Yay! Happy New Year all!
I spent the welcoming of the new year in a really crazy party. Not quite my taste though... I mean, family is great and all, but I wish I could have celebrated it with my friends. It would have been more fun for me. =P
Still, the people there were nice. We won some huge all-round sound system. XD Actually, we walked out of the restaurant/bar because it was about 1am and we thought we didn't win anything from the lucky draw so we saw no point in staying.
Then as my dad drove us off, my mom's friend called to exclaim that we won second prize and to come and claim our reward. So yeah.
Personally, I do wonder if I'm bothering him. (No brainer to who HIM is.) Kyoya would probably say he won't mind it, but I really hate the feeling of being a bother to someone.
That's why eventually I will stop asking for help from people... Zzz... And even though I say I'll not be paiseh and keep pestering the Kyoya for help for chinese, most likely, by Feb, I'd stop asking... For that exact reason of not wanting to be a bother to people. Zzz...
And... Well... I don't know Sexy that well to be able to decipher his feelings over smses. That's why even though I know he likes me, I am still in the "let's see how it plays out" mode. Haha! I suppose I'm too cautious when it comes to people. =/
For me, in any kind of relationship, friendship or BGR, I need to know the other party. Or else, it'd probably end up like A... The more I know him, the more I want to run in the other direction.
Or like my cell leader. Someone whom I thought knew and understood me. But in reality, they are only words.
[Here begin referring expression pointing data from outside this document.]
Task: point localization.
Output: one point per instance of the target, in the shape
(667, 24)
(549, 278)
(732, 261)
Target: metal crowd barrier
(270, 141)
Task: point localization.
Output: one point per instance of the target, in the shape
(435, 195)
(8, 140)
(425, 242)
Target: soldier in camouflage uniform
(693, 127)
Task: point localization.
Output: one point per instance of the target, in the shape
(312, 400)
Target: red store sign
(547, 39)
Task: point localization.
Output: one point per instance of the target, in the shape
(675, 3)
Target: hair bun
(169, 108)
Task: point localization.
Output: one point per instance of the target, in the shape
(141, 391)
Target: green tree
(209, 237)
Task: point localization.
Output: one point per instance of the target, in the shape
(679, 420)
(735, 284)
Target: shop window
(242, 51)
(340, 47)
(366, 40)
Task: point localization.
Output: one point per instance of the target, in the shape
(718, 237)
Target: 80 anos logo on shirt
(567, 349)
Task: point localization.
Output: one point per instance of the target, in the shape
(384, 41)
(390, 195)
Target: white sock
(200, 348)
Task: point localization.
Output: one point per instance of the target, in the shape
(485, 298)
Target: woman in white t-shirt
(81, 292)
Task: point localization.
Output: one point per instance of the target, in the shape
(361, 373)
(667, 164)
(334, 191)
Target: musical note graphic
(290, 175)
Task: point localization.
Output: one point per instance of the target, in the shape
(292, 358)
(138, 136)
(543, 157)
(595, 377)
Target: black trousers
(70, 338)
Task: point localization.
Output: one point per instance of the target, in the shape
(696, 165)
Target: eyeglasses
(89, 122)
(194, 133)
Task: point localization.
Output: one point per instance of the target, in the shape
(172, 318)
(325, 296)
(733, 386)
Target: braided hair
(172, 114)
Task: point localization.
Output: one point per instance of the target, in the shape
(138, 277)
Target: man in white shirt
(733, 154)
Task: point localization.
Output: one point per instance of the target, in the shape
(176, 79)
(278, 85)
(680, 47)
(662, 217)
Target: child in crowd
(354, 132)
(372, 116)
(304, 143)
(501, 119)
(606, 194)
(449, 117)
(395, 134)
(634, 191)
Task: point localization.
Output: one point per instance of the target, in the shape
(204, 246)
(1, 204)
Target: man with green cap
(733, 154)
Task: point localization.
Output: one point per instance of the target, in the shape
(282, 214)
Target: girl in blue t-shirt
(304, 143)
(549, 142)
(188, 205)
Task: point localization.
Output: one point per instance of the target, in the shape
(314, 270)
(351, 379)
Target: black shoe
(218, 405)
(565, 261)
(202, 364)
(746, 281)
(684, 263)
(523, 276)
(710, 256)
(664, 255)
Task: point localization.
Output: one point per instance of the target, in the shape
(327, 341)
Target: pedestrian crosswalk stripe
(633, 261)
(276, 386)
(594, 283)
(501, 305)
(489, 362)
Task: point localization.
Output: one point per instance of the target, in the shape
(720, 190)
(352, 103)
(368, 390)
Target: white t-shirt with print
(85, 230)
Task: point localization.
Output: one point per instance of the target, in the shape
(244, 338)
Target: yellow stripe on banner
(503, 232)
So I guess... Even though I know I like him, but... For the life of me, I can't imagine myself with him... Or without him, for that matter. So... yeah... I have a feeling that being with him is a lot like being with Yuki. The kind where you love that person's company, but at times, you can't decide to love them or kill them.
There's a reason why I almost never SMS Yuki. I swear, I'd probably kill her the next time I see her if I do. And Cross wonders why I always talk to her through him... Even though he's a complete asshole, he's still easier to talk to online/via SMS than Yuki.
Oh well... It's the new year. =P There are lots of possibilities for this year. I just hope things turn out well.